Higher Rents Help Business
In the case of the mobile and modular industry, higher rent is a good thing. With the exception of storage and other miscellaneous units, average monthly unit rent has tended to increase over time. For all units, rent increased an average of 4% annually from 2004 to 2010, versus 2.3% per year for inflation. That offers the potential for a sizable revenue increase for mobile and modular suppliers.
Specific opportunities are emerging as a result of these rent increases. Mobile-office monthly rents spiked 24% from 2004 to 2012, while classroom and modular-complex rents jumped 14% during that time. Only storage units ended with a lower monthly rent, down 15%.
Mobile offices and modular complex units have become dominant in recent years, where annual rental revenue is concerned. In 2012, these two unit types offered more than 70% of that revenue, whereas classroom units contributed just 15 percent — down from 28% in 2004. The industry is changing, and so are the revenue streams.

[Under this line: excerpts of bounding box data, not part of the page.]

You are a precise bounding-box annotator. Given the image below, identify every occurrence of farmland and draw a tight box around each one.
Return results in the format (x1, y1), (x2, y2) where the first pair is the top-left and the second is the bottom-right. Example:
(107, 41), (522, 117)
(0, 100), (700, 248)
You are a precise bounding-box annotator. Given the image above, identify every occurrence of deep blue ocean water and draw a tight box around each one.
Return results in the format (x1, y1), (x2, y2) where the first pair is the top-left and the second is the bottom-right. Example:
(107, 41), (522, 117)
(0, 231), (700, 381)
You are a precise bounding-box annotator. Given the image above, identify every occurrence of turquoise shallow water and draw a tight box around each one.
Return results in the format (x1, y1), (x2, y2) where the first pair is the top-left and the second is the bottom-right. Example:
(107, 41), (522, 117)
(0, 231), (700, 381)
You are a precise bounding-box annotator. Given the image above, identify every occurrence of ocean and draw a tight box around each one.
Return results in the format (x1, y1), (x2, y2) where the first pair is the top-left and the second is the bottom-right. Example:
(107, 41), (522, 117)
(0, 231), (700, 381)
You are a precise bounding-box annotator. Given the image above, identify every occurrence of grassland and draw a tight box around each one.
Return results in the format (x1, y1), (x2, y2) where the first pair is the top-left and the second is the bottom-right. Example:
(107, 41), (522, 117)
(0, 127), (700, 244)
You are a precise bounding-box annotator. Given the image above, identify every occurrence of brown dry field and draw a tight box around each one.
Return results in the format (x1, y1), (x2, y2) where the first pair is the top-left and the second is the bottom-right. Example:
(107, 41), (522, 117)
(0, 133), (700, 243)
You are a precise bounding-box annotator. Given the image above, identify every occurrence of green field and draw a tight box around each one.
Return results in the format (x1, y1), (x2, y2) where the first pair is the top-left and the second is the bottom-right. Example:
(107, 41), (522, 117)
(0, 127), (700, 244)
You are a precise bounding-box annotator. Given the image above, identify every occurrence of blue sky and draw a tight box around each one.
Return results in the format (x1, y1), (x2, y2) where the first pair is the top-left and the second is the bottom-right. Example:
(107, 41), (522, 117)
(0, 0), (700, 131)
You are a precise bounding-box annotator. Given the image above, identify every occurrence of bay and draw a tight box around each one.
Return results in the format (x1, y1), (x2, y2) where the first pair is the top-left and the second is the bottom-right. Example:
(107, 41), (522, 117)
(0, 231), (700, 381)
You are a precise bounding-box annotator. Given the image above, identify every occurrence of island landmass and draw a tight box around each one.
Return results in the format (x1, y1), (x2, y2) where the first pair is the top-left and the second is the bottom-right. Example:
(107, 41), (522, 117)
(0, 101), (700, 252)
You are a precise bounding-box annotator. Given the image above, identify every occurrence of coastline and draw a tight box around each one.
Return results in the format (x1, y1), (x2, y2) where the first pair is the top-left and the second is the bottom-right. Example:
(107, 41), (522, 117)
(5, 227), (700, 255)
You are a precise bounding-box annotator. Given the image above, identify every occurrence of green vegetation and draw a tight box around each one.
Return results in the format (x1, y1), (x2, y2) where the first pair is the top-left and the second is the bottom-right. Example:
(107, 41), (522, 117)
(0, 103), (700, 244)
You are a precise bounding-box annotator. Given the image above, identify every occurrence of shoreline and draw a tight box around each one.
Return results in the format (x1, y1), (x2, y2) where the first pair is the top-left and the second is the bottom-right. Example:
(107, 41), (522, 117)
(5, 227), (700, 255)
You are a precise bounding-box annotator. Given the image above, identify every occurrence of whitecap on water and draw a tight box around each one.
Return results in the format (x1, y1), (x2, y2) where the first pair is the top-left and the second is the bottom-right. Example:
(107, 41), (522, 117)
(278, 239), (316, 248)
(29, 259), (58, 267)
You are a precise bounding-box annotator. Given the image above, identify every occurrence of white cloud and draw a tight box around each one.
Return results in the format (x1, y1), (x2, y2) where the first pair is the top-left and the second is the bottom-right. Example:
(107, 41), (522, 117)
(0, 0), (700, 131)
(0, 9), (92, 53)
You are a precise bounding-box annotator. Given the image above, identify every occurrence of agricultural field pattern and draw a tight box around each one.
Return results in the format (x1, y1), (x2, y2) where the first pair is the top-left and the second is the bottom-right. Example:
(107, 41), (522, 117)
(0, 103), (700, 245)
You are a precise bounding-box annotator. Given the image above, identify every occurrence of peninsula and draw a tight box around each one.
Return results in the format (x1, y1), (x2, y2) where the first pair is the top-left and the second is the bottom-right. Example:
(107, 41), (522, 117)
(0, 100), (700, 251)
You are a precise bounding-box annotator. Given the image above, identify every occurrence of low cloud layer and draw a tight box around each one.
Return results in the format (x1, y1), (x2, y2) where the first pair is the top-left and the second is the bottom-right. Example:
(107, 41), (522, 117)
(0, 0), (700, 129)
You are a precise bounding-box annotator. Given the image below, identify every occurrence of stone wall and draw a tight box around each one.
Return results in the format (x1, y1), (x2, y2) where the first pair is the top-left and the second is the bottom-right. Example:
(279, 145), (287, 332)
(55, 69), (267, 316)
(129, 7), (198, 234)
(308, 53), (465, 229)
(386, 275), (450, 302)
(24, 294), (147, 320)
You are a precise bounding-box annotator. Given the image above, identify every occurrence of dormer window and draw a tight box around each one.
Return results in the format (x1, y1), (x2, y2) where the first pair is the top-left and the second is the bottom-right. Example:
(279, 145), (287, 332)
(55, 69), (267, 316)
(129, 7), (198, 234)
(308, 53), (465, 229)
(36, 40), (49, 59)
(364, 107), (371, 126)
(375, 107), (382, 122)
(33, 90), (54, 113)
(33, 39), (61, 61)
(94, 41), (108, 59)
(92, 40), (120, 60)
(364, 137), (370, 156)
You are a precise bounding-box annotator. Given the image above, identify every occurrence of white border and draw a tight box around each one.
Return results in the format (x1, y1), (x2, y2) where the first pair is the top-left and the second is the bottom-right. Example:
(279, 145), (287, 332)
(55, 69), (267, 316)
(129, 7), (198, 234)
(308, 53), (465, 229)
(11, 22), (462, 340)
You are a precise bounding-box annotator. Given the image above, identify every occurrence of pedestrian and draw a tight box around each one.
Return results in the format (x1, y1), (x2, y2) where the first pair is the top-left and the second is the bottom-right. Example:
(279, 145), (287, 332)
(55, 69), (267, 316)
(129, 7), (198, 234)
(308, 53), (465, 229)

Leasing economics as opposed to unit sales are the primary driver of industry profitability. Approximately 48% of dealer gross revenue came from rental income in 2012, compared to 27% from new unit sales; and 25% from installation, service and other value-added products.

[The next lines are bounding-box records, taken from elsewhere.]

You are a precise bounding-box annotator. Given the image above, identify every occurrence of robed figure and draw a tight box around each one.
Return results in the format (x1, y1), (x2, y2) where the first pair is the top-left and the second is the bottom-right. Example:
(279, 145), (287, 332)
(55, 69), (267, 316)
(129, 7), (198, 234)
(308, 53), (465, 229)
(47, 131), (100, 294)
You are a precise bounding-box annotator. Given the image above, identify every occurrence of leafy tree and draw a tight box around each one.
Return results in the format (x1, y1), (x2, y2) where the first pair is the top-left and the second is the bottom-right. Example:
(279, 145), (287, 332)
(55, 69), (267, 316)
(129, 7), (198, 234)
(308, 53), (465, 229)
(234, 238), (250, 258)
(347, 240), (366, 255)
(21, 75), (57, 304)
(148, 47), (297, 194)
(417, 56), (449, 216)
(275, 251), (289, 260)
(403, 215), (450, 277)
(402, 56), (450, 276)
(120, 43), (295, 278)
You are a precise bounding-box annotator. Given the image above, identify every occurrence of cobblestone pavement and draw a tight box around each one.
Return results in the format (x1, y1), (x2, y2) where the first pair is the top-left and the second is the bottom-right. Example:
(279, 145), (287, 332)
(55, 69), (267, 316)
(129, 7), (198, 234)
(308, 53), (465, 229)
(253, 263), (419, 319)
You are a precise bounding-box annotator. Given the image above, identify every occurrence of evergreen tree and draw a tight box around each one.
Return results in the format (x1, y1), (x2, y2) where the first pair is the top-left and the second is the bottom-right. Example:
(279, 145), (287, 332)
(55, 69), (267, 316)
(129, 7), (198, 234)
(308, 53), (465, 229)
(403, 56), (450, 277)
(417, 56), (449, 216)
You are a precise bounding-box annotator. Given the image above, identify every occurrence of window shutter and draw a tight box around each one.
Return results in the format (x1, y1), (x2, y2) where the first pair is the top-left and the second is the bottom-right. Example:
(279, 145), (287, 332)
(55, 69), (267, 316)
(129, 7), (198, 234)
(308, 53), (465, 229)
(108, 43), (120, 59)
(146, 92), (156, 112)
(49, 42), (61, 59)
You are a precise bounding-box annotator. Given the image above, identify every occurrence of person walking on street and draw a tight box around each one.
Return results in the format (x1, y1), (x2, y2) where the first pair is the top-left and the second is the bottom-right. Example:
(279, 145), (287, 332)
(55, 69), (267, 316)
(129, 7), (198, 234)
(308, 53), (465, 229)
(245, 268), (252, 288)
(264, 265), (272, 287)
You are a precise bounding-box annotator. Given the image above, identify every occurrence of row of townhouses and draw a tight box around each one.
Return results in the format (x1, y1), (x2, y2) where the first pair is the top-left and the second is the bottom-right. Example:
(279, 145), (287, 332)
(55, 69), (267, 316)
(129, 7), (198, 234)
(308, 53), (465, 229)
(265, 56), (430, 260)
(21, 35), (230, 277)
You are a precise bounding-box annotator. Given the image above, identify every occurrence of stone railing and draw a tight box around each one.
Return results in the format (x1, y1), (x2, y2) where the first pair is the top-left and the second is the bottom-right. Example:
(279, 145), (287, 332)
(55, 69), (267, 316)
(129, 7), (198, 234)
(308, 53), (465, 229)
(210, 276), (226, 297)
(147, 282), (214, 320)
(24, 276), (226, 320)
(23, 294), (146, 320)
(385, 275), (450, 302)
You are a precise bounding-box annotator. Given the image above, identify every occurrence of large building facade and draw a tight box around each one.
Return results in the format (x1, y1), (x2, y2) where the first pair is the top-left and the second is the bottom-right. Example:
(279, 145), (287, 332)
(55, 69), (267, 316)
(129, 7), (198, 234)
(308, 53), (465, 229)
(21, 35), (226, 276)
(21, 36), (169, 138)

Sale Values Are Staying Impressive
Although rent remains the highest driver of dealer gross revenue, unit sales are a viable option to increase funds. In 2012, the average equipment age of existing mobile and modular units was 8.5 years, with units still selling for approximately 103% of original cost, according to MBI. From 1997 to 2012, the 16-year average equipment age was lower, at 8.04 years, with a mean average selling price of 105% of original cost.
These are promising numbers made possible by the diverse and ever-expanding uses of mobile and modular units. As key providers looked to diversity through the economic downturn, they quickly capitalized on medical, military, healthcare and other uses to keep business strong. And the budget sheets reflect this.
The Outlook
Mobile and modular building has become an increasingly attractive option over recent years. Because of this growth potential, industry players can be seen as solid acquisition targets for investors. With cash flow and costs managed carefully, companies in this sector can bring in noteworthy ROIs. As the economy continues to improve and commercial construction continues to rebound, the industry is poised to experience another period of growth.